Isso não coincide com a subida histórica do índice Nasdaq. Com empresas em todo o mundo fracassando no ritmo mais rápido desde a crise do Lehman, na verdade existem muitas que podem ser compradas a preço de banana.

Algumas empresas japonesas também têm algo a mais, sua cultura de gerenciamento. Quando a Kyocera, em 1990, adquiriu a AVX, uma fabricante de peças eletrônicas dos EUA, em 1990, adotou o wakon yosai, uma filosofia que ensina aqueles que adotam a cultura ocidental a fazê-lo, mantendo a espiritualidade tradicional japonesa.

O acordo acabou compensando não apenas uma das fraquezas da Kyocera - sua pequena presença nos países ocidentais -, mas também contribuiu para um aumento de três vezes nas vendas e um aumento de treze vezes nos lucros até 2019.

Kazuo Inamori, o fundador e presidente emérito da Kyocera, constantemente prega sua própria marca de wakon yosai, que diz para ele ser atencioso com os parceiros de negócios e ter boas intenções ao lidar com eles, independentemente de sua nacionalidade. Atendendo ao espírito wakon yosai, Inamori não mudou o nome nem a administração da AVX e chegou ao ponto de adotar uma remuneração vinculada às ações no estilo americano para os executivos da subsidiária.

Mas a aquisição da AVX é uma rara história de sucesso no Japão corporativo, onde muitas compras de empresas estrangeiras desde os anos 90 terminaram em fracasso.

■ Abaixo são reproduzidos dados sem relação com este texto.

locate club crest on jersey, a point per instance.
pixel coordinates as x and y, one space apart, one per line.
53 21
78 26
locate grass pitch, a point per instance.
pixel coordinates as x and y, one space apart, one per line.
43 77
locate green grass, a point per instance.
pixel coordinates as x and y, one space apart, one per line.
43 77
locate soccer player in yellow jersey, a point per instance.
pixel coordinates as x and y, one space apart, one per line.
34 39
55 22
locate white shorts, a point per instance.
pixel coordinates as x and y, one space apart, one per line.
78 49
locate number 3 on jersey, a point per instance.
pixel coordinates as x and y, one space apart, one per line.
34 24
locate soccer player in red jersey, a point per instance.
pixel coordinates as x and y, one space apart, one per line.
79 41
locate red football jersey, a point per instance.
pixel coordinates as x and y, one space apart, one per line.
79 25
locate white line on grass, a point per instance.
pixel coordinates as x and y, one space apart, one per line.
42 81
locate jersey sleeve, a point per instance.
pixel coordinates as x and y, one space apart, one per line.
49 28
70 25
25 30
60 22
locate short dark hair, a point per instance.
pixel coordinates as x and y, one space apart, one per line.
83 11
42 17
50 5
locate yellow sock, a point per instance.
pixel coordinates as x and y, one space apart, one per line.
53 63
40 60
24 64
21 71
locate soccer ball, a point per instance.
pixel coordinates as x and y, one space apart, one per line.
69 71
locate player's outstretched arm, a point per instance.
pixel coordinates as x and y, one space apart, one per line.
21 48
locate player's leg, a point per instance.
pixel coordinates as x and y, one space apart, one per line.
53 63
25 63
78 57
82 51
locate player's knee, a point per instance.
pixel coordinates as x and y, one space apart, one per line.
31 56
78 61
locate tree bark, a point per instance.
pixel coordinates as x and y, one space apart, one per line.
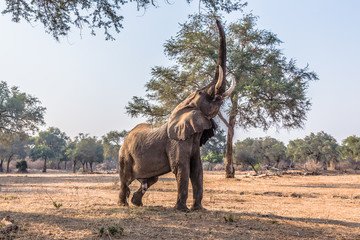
44 167
229 169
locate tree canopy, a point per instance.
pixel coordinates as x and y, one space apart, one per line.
266 152
20 112
59 17
350 148
112 142
48 144
89 150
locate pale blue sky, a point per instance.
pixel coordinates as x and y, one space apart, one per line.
85 82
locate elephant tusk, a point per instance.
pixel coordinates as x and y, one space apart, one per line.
220 80
231 89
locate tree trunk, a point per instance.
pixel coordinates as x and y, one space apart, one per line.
229 169
1 164
44 167
74 167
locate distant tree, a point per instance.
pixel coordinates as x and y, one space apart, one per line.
270 89
89 150
67 152
274 151
350 150
214 149
320 147
21 166
14 146
58 17
20 112
112 142
48 144
248 152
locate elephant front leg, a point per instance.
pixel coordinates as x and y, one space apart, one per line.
145 184
196 176
182 179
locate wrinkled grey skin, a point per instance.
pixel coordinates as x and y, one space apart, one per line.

O capitalismo está passando por grandes mudanças no mundo conturbado de hoje. Em alguns lugares, está se tornando altruísta, com acionistas e executivos de negócios abandonando seus egos e se curvando a um espectro mais amplo de partes interessadas, incluindo funcionários e a sociedade em geral. O objetivo é um crescimento mais sustentável.

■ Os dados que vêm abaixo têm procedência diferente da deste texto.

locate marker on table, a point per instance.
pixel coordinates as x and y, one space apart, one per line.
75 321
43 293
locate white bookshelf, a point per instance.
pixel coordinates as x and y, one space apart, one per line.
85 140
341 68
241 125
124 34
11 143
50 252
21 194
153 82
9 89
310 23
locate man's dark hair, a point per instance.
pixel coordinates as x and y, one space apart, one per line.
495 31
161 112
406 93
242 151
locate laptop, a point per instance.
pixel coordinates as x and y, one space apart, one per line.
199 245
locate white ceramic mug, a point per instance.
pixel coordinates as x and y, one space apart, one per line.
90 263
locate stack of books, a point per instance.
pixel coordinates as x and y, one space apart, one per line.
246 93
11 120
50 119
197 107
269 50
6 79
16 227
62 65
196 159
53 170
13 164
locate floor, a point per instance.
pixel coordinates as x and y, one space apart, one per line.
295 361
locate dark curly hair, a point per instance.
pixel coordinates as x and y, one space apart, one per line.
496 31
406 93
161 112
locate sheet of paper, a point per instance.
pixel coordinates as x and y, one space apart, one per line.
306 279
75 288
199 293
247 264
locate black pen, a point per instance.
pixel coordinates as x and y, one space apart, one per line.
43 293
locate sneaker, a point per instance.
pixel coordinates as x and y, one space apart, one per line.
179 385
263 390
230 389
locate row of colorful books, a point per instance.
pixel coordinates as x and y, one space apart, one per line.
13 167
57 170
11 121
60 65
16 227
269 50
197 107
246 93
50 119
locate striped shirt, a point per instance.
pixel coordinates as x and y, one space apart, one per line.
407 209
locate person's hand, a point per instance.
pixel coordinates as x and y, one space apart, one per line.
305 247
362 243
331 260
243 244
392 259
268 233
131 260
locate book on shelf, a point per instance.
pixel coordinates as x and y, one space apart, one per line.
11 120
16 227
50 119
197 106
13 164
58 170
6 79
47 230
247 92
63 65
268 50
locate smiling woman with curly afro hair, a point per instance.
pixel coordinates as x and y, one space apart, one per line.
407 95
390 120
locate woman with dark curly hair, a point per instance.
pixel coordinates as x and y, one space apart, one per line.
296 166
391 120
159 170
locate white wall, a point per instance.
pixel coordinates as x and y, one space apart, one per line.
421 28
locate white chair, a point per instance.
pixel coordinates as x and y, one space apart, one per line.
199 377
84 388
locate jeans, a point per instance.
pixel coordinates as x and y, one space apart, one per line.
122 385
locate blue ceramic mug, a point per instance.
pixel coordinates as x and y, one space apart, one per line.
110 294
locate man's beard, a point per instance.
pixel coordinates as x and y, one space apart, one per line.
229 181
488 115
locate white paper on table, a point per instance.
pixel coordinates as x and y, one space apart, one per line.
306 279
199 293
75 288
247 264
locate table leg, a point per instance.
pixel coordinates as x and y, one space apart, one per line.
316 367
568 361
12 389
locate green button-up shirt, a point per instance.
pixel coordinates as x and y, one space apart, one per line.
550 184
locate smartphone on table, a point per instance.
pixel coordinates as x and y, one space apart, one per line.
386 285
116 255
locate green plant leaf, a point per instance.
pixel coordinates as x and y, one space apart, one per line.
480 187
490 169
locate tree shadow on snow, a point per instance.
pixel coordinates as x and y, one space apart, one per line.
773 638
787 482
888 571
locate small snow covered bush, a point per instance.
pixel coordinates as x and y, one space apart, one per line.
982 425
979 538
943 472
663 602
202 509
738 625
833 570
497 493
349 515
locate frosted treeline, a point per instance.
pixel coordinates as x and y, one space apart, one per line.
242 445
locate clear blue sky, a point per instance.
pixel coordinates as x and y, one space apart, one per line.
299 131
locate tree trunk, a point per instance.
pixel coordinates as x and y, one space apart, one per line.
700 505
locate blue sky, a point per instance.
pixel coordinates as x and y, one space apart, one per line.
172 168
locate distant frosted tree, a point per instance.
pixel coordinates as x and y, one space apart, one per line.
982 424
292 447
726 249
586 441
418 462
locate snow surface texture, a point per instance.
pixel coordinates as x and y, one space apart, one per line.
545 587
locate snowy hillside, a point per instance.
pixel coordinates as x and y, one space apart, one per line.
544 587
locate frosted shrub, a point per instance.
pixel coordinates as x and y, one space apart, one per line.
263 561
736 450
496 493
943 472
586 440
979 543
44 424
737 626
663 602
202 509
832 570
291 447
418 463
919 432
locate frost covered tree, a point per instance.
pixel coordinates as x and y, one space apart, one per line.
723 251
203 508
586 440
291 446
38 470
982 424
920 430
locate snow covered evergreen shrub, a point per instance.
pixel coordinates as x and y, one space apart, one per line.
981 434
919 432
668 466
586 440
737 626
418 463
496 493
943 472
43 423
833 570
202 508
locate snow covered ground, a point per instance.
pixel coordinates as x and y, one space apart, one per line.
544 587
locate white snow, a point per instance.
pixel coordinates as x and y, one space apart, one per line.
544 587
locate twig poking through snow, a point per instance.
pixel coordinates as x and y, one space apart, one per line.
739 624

A pandemia também forçou correções na abordagem wakon yosai de Inamori aos negócios. Por trás da fusão bem-sucedida da Kyocera e AVX, houve uma comunicação próxima. A cada dois meses, os executivos das empresas se reuniam para promover a camaradagem. Eles o fariam sem levar em consideração os resultados. Mas o vírus dificultou as viagens entre o Japão e os EUA.

As empresas japonesas que estão decididas a deixar de lado os impedimentos do coronavírus e buscar aquisições estrangeiras enfrentam outros obstáculos.

O Índice Global de Conectividade da DHL mede o fluxo de pessoas, bens, dinheiro e informações além-fronteiras. O último índice, divulgado no ano passado, mostra que o Japão fica atrás de outros países industrializados quando se trata de aceitar coisas do exterior.

As empresas japonesas também relutam em contratar estrangeiros. Segundo uma pesquisa, os estrangeiros representam 3% dos diretores das empresas japonesas, muito abaixo dos mais de 30% das empresas européias.

Esse negativo pode ser agravado, pois o vírus dificulta as trocas físicas. Se a sede das empresas japonesas não compreender completamente as condições locais, as mudanças no mercado global poderão passar despercebidas até que seja tarde demais. Por outro lado, os ventos contrários de hoje podem convencer as empresas japonesas da necessidade de diversificar suas equipes executivas.

A pandemia não está apenas aumentando as tensões entre os EUA e a China, mas também intensificando as divisões em outras partes do mundo. Os executivos de negócios japoneses usam a situação sem precedentes para se afastar da globalização e restringir as operações para o Japão ou para se libertar? Os limites de mercado da Shimano, Nissan Motor e JR West podem ajudá-los a decidir.